Menurut Komandan Kodim 0304/Agam, Slamet Dwi Santoso, para pelaku mengaku membawa beras menggunakan dua unit kendaraan jenis L300. Namun, setelah diperiksa, petugas menemukan ratusan karung pupuk bersubsidi di dalam kendaraan tersebut. Dari empat orang pelaku, satu berhasil melarikan diri, sementara tiga lainnya berhasil diamankan bersama barang bukti.
Pelaku yang diamankan tersebut berinisial I, F, dan A. Mereka diduga membeli pupuk bersubsidi dari wilayah Pasaman dengan harga sekitar Rp170 ribu per karung, kemudian berencana menjualnya kembali di luar daerah dengan harga hampir dua kali lipat, sekitar Rp360 ribu. Selain pelaku, dua unit kendaraan yang digunakan untuk mengangkut pupuk juga turut diamankan ke Markas Kodim di Bukittinggi.
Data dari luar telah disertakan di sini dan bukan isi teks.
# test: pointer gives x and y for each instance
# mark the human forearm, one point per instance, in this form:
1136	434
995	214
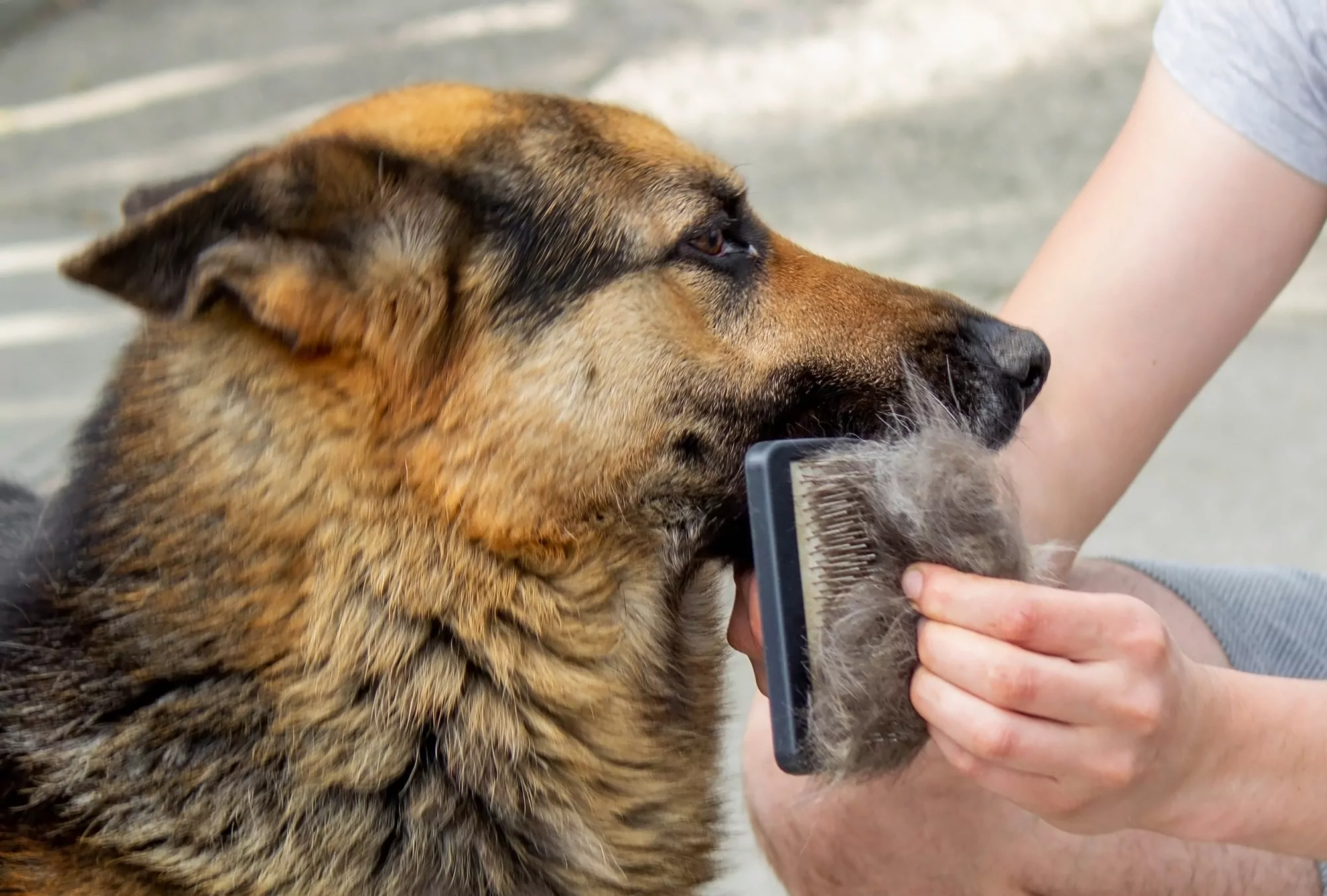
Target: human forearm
1261	779
1170	255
Kasus ini akan diserahkan kepada pihak kepolisian untuk proses penyelidikan dan pengembangan lebih lanjut. Pihak TNI mengapresiasi peran aktif masyarakat dalam memberikan informasi awal, sehingga upaya penyalahgunaan pupuk bersubsidi dapat dicegah sebelum merugikan petani. Masyarakat juga diimbau untuk terus melaporkan aktivitas mencurigakan yang berpotensi merugikan program pemerintah, khususnya terkait distribusi pupuk bersubsidi yang seharusnya tepat sasaran.